Hands-on Machine Learning

February 21, 2021

Chapter 2 - End-to-End Machine Learning Project

Work with real world data when learning. Example Open Datasets

UC Irvine Machine Learning Repository
Kaggle Datasets
Amazons AWS datasets
Meta Portals: OpenDataMonitor, Quand1
Wikipedias list of machine learning datasets
Datasets subredit

Example project uses the California Housing Prices dataset from statlib

Goal: Use California Census data to build a model of housing prices in thes state.

The dataset has

population
median income
median housing price for each “block group”

Block Group has 600 - 3K people and will be called a district in the example

“The models output - a prediction of a districts median housing price, will be fed into downstream systems to make investment decisions.

ML tends to use Pipelines decoupled processes that use datasets (databases) as sources/sinks.

Without having the median housing price in a district individual housing price estimates are off +/- 20%

This is a “supervised learning” task since we have labelled data and and this is going to be a typical “regression analysis”. Specifically multiple regression since the system will use multiple features to make a prediction.

It is a “univariate Regression” since we are only trying to predict a single value for each district.

We will use the Root Mean Square Error (RMSE) as our Performance measure.

RMSE is calculated by averaging the squares of the perdiction function applied to the data vs the actual value. Then taking the square root of the average.

If there are many outlier districts the “Mean Absolute Error” may be preferred.

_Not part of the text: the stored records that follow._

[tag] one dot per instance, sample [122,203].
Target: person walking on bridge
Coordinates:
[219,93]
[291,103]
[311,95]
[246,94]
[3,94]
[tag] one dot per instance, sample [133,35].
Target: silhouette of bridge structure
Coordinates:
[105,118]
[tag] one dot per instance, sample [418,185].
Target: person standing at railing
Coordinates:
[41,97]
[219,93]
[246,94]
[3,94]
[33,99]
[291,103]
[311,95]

MAE is the mean of the absolute value of the differences between the actaul result and the prediction function.

MAE and RMSE are measuring the distance between prediction values and the target values.

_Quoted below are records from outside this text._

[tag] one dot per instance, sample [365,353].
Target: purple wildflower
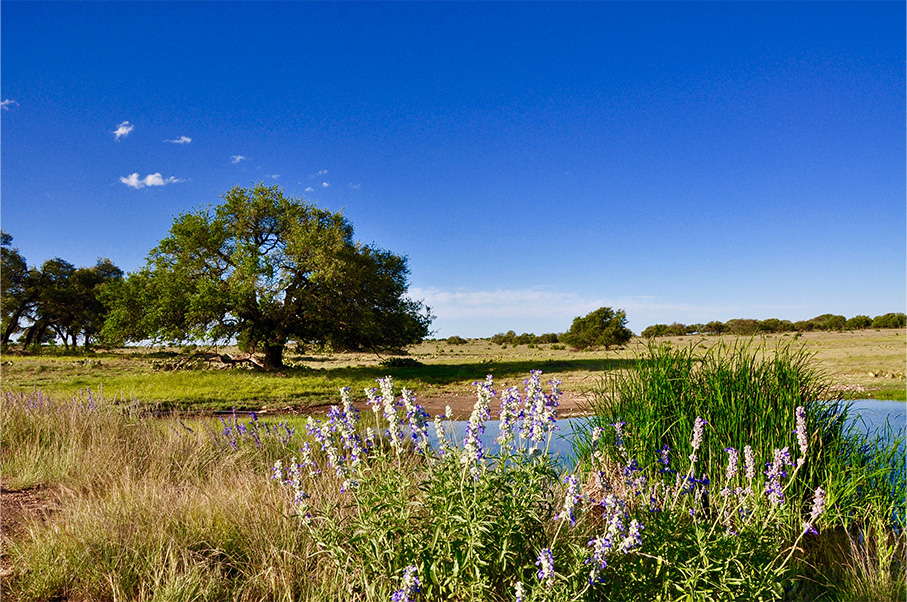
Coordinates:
[409,586]
[802,436]
[818,508]
[774,474]
[546,567]
[698,428]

RMSE is l2 and measures the distance between the two points. AKA Euclidean Norm Hypothenuse of the Triangle
MAE is l1 and measures the distance between two points by travelling along orthoganl lines to it. The Base and high of a triangle. AKA “Manhattan Norm”
RMSE performs best with normal data. MAE with data that contains outliers.

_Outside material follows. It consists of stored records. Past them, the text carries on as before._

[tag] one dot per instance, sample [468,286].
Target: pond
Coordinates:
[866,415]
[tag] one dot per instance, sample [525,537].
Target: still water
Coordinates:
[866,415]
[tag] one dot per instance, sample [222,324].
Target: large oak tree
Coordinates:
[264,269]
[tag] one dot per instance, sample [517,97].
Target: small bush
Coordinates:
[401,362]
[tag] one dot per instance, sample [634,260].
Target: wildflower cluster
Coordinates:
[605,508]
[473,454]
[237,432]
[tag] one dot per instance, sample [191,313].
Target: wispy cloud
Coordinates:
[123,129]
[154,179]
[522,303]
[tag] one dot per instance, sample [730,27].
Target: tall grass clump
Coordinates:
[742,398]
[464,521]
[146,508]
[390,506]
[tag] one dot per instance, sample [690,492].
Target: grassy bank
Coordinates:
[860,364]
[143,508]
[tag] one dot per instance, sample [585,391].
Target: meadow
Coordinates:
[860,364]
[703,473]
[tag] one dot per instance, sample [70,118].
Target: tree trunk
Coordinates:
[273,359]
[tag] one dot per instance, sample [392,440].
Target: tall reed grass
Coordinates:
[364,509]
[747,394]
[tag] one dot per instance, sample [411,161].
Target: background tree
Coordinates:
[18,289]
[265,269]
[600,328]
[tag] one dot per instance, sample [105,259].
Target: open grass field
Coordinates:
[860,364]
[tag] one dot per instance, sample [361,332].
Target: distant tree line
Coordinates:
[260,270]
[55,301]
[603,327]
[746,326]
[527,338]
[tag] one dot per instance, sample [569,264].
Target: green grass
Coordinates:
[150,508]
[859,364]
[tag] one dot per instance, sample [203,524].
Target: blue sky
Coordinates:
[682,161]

Think of how downstream pipelines are going to consume the data? As exact values? Or Categories. Output what they need.

Creating a test set is key. In this example we take 20% and set them aside. This test set can help you detect data snooping bias.

Juypter notebook is used to work with the data.

If you generate you test set using random data you may miss data stratification. if your data is stratified in some way tools that can select from randomly from each stratification can give you more acturate results then simple random samples.

sklearn has the StatifiedShuffleSpit import for this use.

Getting good test data is Key to checking your results and is often a overlooked step.

Scikit-Learn Design - page 64

All objects have:

Estimators - performed by the fit() method with a dataset or a dataset + labels parameters.
Transformers - performenc by the transform() method, mutates the dataset and returns it. using learned parameters from an imputer (estimator)
Predictors - perdict() - given a dataset of new instances returns predictions and score() measure the quality of predictions given a test set.
Inspection - All the estimators hyperparameters are accessable directly via public instance variables
Nonproliferation of classes - datasets are represented as NumPy arrays or SciPy sparse matrices rather then homemade classes
Composition - existing building blocks are reused as much as possible.
Sensible defaults

A hyperparameter is just a regular python string or number.

Feature Scaling : ML algorithms don’t preform well when the input numerical attributes have different scales.

min-max scaling - aka normalization. Values are shifted and rescalled so that they end up ranging from 0 to 1. subtract the min value and dividing by the max minus the min. Provided by the MinMaxScaler
standardization: subtract the mean value and then divides by the standard deviation so that it has unit variance. Will not bound values to a specific range. But it is less affected by outliers. StandardScaler is provided to do this.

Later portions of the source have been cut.